返事も溺愛もキスのあとで
僕は、あれからポエムを送って復縁したというAさんのインスタを特定するとフォローしたのだ。

そして彼の恋愛テクニックについて、夜な夜なゲームしながら学んでいる。

(そうそう、Aさんが怒ってるのは照れてる可能性大って言ってたっけ)

(由羅も可愛いとこあるじゃん、って全部可愛いんだけど)

「うひひ……」

「な……、急に何ニヤついてんのよっ」

「由羅ってやっぱり可愛いなって」

「キモッ! どうかしてんじゃないの?! もう帰る!」

由羅は顔を真っ赤にして照れると、お気に入りのプララのバッグを手に玄関の扉をバタンと閉めた。


「はぁ。

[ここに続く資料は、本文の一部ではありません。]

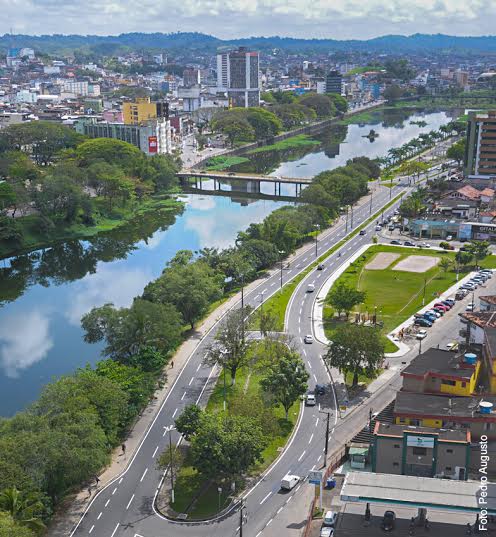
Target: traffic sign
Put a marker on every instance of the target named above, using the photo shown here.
(315, 477)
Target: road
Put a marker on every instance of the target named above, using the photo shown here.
(125, 508)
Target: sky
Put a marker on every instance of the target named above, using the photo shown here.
(338, 19)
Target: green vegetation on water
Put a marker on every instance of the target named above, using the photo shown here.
(223, 162)
(289, 143)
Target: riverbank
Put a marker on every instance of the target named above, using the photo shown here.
(35, 236)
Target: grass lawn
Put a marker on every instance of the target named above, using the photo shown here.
(200, 499)
(289, 143)
(396, 294)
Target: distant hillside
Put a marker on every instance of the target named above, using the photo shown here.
(109, 45)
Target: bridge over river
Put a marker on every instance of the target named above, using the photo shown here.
(253, 179)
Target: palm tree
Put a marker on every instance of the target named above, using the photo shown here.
(25, 508)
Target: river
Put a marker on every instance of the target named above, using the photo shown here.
(45, 293)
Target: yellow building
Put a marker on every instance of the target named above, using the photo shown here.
(139, 112)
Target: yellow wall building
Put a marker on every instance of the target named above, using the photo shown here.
(139, 112)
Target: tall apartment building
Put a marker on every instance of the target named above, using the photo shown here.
(480, 153)
(140, 111)
(238, 73)
(334, 82)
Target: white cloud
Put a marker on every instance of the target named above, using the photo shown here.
(234, 18)
(118, 286)
(24, 340)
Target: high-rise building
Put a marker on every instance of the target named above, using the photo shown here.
(244, 84)
(223, 71)
(480, 152)
(140, 111)
(334, 82)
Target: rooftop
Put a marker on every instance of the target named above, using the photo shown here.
(438, 362)
(444, 435)
(440, 406)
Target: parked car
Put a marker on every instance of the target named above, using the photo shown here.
(422, 321)
(330, 519)
(310, 399)
(388, 521)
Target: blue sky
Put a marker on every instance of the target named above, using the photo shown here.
(340, 19)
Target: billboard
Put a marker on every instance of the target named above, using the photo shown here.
(152, 144)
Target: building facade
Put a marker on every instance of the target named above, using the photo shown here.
(480, 152)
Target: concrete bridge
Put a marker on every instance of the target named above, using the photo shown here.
(254, 180)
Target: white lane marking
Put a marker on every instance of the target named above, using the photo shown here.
(265, 498)
(129, 503)
(143, 476)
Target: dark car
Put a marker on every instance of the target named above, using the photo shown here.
(422, 321)
(388, 521)
(319, 389)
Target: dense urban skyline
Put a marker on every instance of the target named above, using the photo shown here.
(236, 18)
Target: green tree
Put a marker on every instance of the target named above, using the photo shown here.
(357, 349)
(128, 331)
(26, 508)
(230, 349)
(286, 380)
(343, 298)
(190, 420)
(226, 447)
(190, 287)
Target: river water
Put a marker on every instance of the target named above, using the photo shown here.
(45, 293)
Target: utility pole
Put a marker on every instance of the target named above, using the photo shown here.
(326, 448)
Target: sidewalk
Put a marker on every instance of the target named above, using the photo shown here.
(70, 511)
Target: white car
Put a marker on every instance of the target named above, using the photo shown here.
(310, 400)
(421, 334)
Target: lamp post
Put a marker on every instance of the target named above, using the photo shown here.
(281, 253)
(317, 227)
(169, 430)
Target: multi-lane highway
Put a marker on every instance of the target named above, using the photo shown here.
(125, 507)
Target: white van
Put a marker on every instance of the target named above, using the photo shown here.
(289, 481)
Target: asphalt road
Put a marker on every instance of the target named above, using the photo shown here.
(126, 506)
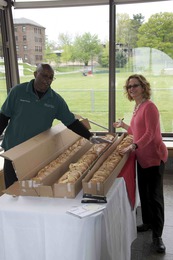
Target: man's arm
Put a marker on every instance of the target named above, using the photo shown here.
(3, 122)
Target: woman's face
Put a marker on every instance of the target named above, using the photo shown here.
(134, 88)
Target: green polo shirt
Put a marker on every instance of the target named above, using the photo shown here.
(30, 115)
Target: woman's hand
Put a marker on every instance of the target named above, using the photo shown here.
(119, 123)
(128, 149)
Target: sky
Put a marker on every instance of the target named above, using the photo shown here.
(78, 20)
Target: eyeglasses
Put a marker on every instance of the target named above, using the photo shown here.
(47, 77)
(133, 86)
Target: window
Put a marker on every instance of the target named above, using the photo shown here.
(90, 82)
(24, 38)
(23, 28)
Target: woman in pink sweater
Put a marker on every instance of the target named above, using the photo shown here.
(151, 154)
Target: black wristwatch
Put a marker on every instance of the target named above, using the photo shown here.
(135, 146)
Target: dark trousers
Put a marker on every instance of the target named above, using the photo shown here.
(150, 184)
(9, 173)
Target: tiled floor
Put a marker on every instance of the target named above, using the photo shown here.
(142, 247)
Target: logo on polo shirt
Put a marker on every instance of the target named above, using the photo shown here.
(24, 100)
(49, 105)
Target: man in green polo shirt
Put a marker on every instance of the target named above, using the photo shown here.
(30, 108)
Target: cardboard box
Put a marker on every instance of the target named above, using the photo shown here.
(102, 188)
(33, 155)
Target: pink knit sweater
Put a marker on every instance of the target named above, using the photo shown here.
(145, 128)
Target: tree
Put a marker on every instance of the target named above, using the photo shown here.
(49, 55)
(86, 47)
(121, 59)
(104, 56)
(135, 24)
(157, 33)
(123, 23)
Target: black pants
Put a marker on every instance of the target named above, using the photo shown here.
(150, 184)
(9, 173)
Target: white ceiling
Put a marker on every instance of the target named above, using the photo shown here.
(70, 3)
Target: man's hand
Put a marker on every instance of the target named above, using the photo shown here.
(99, 140)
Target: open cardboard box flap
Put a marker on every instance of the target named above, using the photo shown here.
(31, 156)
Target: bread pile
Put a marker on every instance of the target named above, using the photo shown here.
(77, 169)
(111, 162)
(48, 169)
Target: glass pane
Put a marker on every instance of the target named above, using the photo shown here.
(144, 39)
(75, 42)
(3, 89)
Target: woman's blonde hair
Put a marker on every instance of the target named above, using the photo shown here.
(144, 84)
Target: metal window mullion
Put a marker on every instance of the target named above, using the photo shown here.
(9, 48)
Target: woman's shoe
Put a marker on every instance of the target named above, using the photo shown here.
(159, 245)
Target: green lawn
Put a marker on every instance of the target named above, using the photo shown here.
(88, 96)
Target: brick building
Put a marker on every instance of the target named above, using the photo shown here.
(30, 40)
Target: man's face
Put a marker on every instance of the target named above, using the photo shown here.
(43, 79)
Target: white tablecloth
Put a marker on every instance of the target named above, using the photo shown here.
(35, 228)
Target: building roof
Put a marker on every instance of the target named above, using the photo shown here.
(23, 20)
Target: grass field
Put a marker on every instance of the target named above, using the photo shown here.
(88, 96)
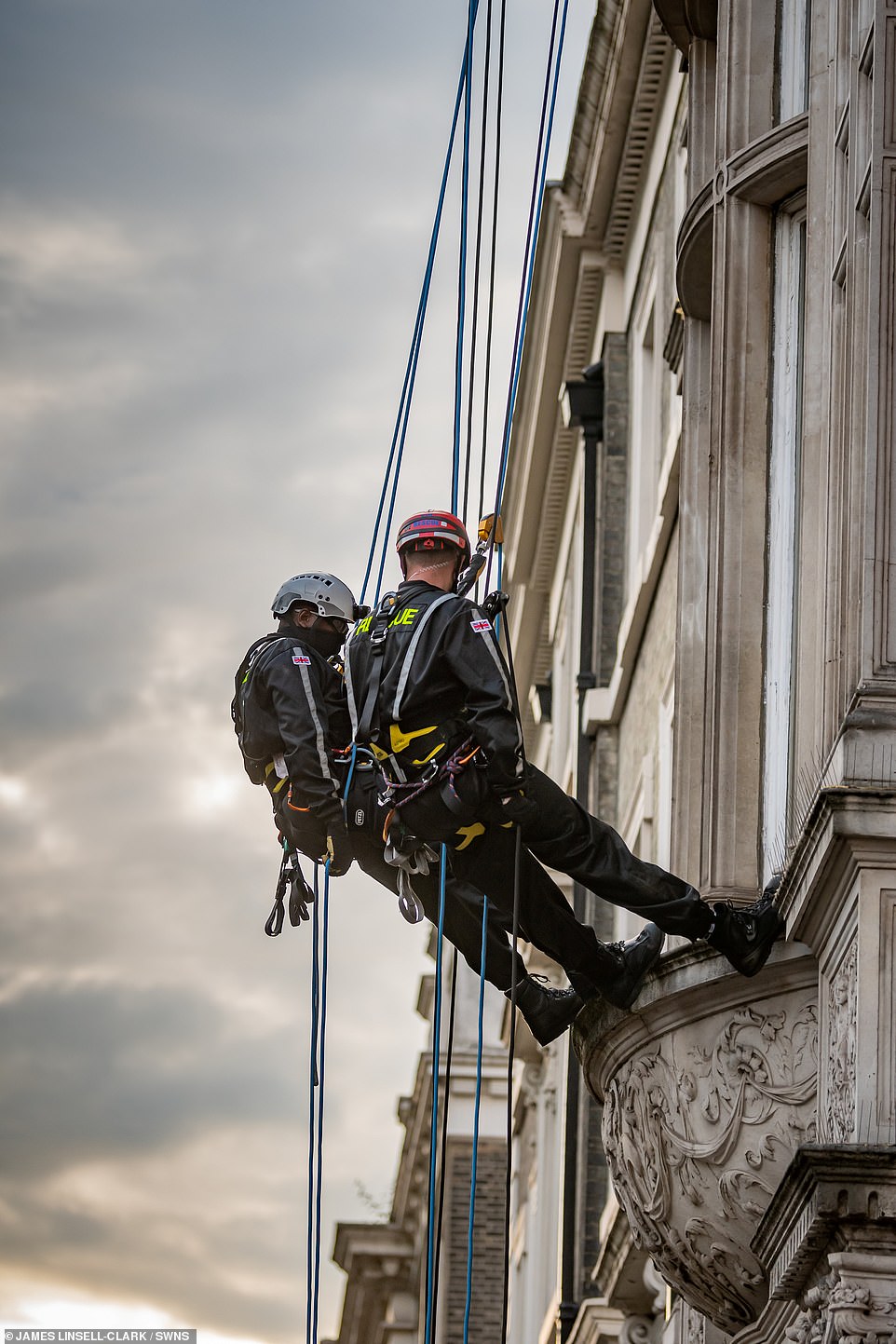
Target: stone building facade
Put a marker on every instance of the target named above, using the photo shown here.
(704, 631)
(723, 242)
(385, 1262)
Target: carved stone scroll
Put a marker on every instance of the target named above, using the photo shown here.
(699, 1128)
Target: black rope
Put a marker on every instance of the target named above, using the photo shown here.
(480, 214)
(498, 120)
(531, 243)
(517, 863)
(443, 1155)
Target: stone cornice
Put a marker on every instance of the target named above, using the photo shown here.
(708, 1086)
(823, 1187)
(688, 19)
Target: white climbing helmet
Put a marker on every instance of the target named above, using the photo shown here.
(324, 591)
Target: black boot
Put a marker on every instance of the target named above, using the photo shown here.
(628, 964)
(746, 937)
(547, 1011)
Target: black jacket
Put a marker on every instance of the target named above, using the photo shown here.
(442, 670)
(294, 707)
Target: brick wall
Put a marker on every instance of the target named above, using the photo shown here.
(486, 1298)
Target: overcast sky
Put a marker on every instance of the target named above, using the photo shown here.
(214, 218)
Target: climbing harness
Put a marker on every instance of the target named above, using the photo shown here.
(292, 879)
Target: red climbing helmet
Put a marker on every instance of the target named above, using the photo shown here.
(433, 531)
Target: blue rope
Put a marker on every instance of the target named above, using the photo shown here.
(319, 1102)
(461, 294)
(400, 433)
(476, 1131)
(312, 1128)
(536, 203)
(437, 1052)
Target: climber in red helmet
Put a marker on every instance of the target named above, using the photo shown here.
(430, 692)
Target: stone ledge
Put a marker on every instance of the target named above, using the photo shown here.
(823, 1187)
(708, 1088)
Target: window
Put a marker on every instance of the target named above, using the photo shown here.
(783, 527)
(793, 58)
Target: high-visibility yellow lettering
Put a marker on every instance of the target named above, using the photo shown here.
(406, 616)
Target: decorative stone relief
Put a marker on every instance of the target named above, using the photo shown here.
(638, 1329)
(693, 1326)
(847, 1307)
(811, 1324)
(838, 1117)
(699, 1129)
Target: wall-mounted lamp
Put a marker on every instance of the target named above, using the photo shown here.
(582, 402)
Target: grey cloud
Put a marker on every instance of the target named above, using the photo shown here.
(101, 1070)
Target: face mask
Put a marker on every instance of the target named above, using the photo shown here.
(322, 639)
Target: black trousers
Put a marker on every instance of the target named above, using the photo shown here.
(483, 856)
(561, 834)
(567, 837)
(464, 902)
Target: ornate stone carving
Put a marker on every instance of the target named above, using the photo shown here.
(811, 1324)
(638, 1329)
(838, 1116)
(848, 1307)
(693, 1326)
(699, 1129)
(862, 1304)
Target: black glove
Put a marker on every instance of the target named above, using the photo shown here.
(513, 807)
(339, 848)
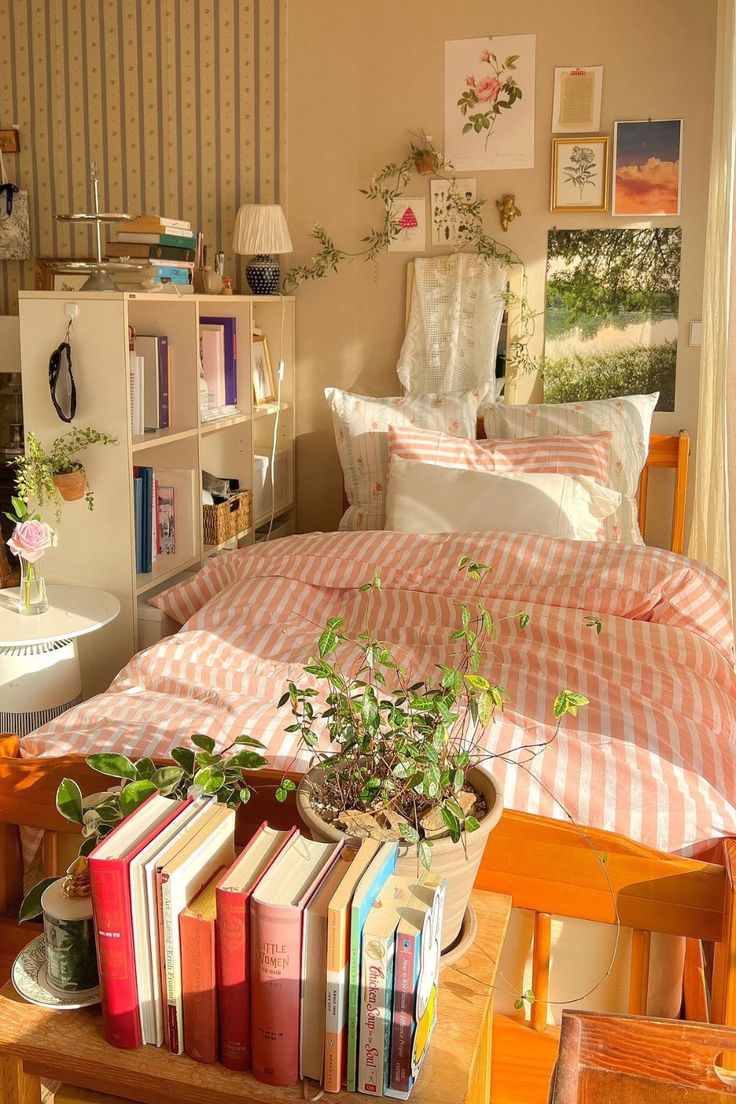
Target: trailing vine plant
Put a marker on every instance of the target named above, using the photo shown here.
(387, 186)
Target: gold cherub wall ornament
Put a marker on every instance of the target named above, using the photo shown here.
(508, 211)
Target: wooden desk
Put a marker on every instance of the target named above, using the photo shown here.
(68, 1047)
(636, 1060)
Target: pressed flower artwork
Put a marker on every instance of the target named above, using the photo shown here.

由羅も雛子も素直じゃないな……」

まぁ、モテる色男の僕に惚れてんだから仕方ないか。

僕は一人残されたソファーから立ち上がると、ポットでお湯を沸かす。


由羅の手料理が食べたかったが、次の機会にお預けだ。

「そうだ。お湯沸くまで、今日もアレ練習しよう」

僕はAさんを真似て、最近インスタのアカウントを作ったのだ。

僕の日常は意外と好評で、まだ始めたばかりなのにフォロワーは300人を超えている。